The locked-in syndrome (pseudocoma) describes patients who are awake and conscious but selectively deefferented, i.e., have no means of producing speech, limb or facial movements. People with such brainstem lesions often remain comatose for some days or weeks, needing artificial respiration and then gradually wake up, but remaining paralyzed and voiceless, superficially resembling patients in a vegetative state or akinetic mutism. In acute locked-in syndrome (LIS), eye-coded communication and evaluation of cognitive and emotional functioning is very limited because vigilance is fluctuating and eye movements may be inconsistent, very small, and easily exhausted.

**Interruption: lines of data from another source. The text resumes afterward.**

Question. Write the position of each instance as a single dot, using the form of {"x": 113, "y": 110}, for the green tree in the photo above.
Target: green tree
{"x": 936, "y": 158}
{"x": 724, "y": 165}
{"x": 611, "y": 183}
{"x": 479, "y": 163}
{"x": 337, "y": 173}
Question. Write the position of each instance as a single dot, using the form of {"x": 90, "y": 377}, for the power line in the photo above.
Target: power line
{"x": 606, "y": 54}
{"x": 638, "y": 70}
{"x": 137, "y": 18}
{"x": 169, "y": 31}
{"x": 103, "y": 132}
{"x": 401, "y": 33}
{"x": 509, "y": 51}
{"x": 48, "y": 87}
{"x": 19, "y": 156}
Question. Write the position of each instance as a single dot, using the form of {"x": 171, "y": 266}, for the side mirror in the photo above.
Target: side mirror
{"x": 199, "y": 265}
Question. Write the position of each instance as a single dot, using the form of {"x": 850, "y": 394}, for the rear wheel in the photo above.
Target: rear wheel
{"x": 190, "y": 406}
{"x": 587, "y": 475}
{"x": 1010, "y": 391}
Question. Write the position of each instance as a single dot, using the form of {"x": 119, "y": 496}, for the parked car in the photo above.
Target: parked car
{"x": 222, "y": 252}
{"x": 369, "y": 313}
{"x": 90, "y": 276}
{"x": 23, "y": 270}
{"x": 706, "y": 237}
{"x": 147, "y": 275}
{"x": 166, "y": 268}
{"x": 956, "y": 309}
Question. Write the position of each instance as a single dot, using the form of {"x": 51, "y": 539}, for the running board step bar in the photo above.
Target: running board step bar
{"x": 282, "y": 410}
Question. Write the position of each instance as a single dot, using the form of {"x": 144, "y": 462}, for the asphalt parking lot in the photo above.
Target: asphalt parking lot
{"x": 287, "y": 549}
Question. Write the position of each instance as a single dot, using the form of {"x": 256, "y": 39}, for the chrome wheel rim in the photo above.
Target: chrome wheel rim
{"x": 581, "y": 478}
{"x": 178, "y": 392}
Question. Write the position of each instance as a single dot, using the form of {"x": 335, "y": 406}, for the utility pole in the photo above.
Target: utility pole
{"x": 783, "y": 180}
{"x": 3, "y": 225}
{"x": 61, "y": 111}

Those with locked-in syndrome may be able to communicate with others through coded messages by blinking or moving their eyes, which are often not affected by the paralysis. The symptoms are similar to those of sleep paralysis. Patients who have locked-in syndrome are conscious and aware, with no loss of cognitive function. They can sometimes retain proprioception and sensation throughout their bodies. Some patients may have the ability to move certain facial muscles, and most often some or all of the extra-ocular eye muscles.
Causes Of locked-in syndrome
Possible causes of locked-in syndrome include:
- Snakebite cases – More frequently from a krait bite and other neurotoxic venoms, as they cannot, usually, cross the blood–brain barrier
- Amyotrophic lateral sclerosis (aka Lou Gehrig’s disease)
- Brainstem stroke
- Diseases of the circulatory system
- Medication overdose [examples needed], or central pontine myelinolysis secondary to rapid correction of hyponatremia
- Multiple sclerosis
- Damage to nerve cells, particularly destruction of the myelin sheath, caused by disease or central pontine myelinolysis secondary to rapid correction of hyponatremia
- A stroke or brain hemorrhage, usually of the basilar artery
- Traumatic brain injury
Curare poisoning mimics a total locked-in syndrome by causing paralysis of all voluntarily controlled skeletal muscles. The respiratory muscles are also paralyzed, but the victim can be kept alive by artificial respiration, such as mouth-to-mouth resuscitation. In a study of 29 army volunteers who were paralyzed with curare, artificial respiration managed to keep an oxygen saturation of always above 85%, a level at which there is no evidence of altered state of consciousness. Spontaneous breathing is resumed after the end of the duration of action of curare, which is generally between 30 minutes and eight hours, depending on the variant of the toxin and dosage.
Neither a standard treatment nor a cure is available. Stimulation of muscle reflexes with electrodes (NMES) has been known to help patients regain some muscle function. Other courses of treatment are often symptomatic. Assistive computer interface technologies, such as Dasher, or OptiKey, combined with eye tracking, may be used to help patients communicate.